# Oak Island NC Need help with ID on 2 saltwater fish



## fishymcgoo (Jul 20, 2005)

Caught some speckeled trout and a bunch of flounders but i dont know what these 2 little guys are???????


----------



## bkr43050 (Apr 5, 2004)

The first is a small bluefish. Watch the teeth on those critters as they are nasty and aggressive. They get much larger. The second I am not sure about.


----------



## mike003 (Sep 8, 2007)

Maybe an Oyster Toadfish??? Agree on the small Bluefish.


----------



## fishymcgoo (Jul 20, 2005)

that picture looks just like the fish. thank you very much!


----------



## Capital outdoorsman (Mar 27, 2006)

lotsa blue fish in the carolinas and that is an oyster toadfish or as some call them Oyster Dogs.
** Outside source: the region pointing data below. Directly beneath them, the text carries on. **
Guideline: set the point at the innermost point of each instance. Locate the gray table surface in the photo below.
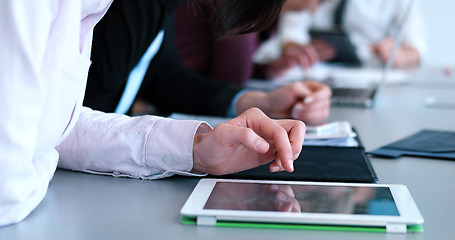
(85, 206)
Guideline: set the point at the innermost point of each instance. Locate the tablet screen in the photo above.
(302, 198)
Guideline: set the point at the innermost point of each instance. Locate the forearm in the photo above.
(138, 147)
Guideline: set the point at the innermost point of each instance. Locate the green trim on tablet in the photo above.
(192, 221)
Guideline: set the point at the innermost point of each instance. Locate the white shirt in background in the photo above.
(366, 21)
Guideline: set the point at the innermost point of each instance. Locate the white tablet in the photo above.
(347, 204)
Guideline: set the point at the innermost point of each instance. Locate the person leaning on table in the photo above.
(123, 36)
(44, 61)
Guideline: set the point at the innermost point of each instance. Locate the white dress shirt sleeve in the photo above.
(146, 147)
(24, 29)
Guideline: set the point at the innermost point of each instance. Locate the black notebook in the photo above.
(320, 163)
(425, 143)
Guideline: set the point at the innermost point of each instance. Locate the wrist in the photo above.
(202, 130)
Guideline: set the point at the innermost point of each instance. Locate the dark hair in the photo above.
(234, 17)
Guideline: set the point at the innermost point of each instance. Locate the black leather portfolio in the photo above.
(320, 163)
Friend of mine have a right of passage in their family about catching and landing one of those. Ugly.


----------



## dadofalltrades (Apr 6, 2010)

Second picture is a Sea Robin?


----------



## Finman1 (Apr 23, 2009)

Curious what you used and how you rigged your bait? I'm going to fish in Delaware this summer and was wondering what works. I'm going to try a pier and surf near Rehoboth Beach.


----------